How to Start: The 90-Minute Audit
Here's a practical starting point we use. In my role coordinating critical supplies, I now run a '90-Minute Failure Audit' for any lab or suite adopting a new high-value device. (This was a process I developed after the second endoscope failure.)
- List the top 3 failure modes. What's the most likely way this device breaks or becomes unavailable? (Battery failure? Scope damage? Software crash?)
- Calculate the 'cost of waiting.' What is the actual, quantifiable cost of a 24-hour downtime? Include revenue from procedures, staff salaries, and patient satisfaction penalties. (Per FTC guidelines, claims about 'cost savings' should be based on your own internal data.)
- Compare that to the 'cost of redundancy.' What would a backup battery, a spare scope, or a rapid replacement contract cost? If the cost of waiting is higher than the cost of redundancy in a single event, the decision is already made.
We did this for a clinical lab considering an expensive, single-point-of-failure analyzer. The cost of a 48-hour downtime was estimated at $18,000 in lost billable tests. The cost of a spare was $5,000. The decision took about 15 seconds. (Oh, and they bought the spare.)
A Note on ‘New' vs. ‘Old' Equipment
This planning is even more critical when integrating cutting-edge tech like robotic surgery systems (you might be reading this and asking 'how does robotic surgery work with respect to equipment failure?'). The answer is: it depends entirely on redundancy. Most modern systems have built-in fail-safes, but the external peripherals (scopes, cameras, software terminals) are often single-point-of-failure. (As of January 2025, at least, this remains a concern for most manufacturers I've spoken with.)
Don't assume 'new and expensive' equals 'reliable and redundant.' It usually doesn't. The fancier the robot, the more things that can break.
My Final Thought: Plan for the Failure You Hope Never Happens
In hindsight, I should have started this pivot three years earlier. But with the constant pressure of keeping equipment running, I did the best I could with available information. The shift from being a 'firefighter' to a 'fire preventer' didn't happen overnight. It happened one spreadsheet, one spare battery, and one cancelled surgery (that we now avoid) at a time.
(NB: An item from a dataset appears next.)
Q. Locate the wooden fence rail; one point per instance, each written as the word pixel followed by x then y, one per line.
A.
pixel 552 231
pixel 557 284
If your strategy for critical medical devices is 'we'll cross that bridge when we come to it,' I'd strongly suggest building another bridge. And buying a backup battery for it.
Pricing is for general reference only. Actual costs vary by vendor and hospital contract terms. Verify current pricing with your suppliers. Based on internal experiences from a large US hospital network, Q3 2024–Q1 2025.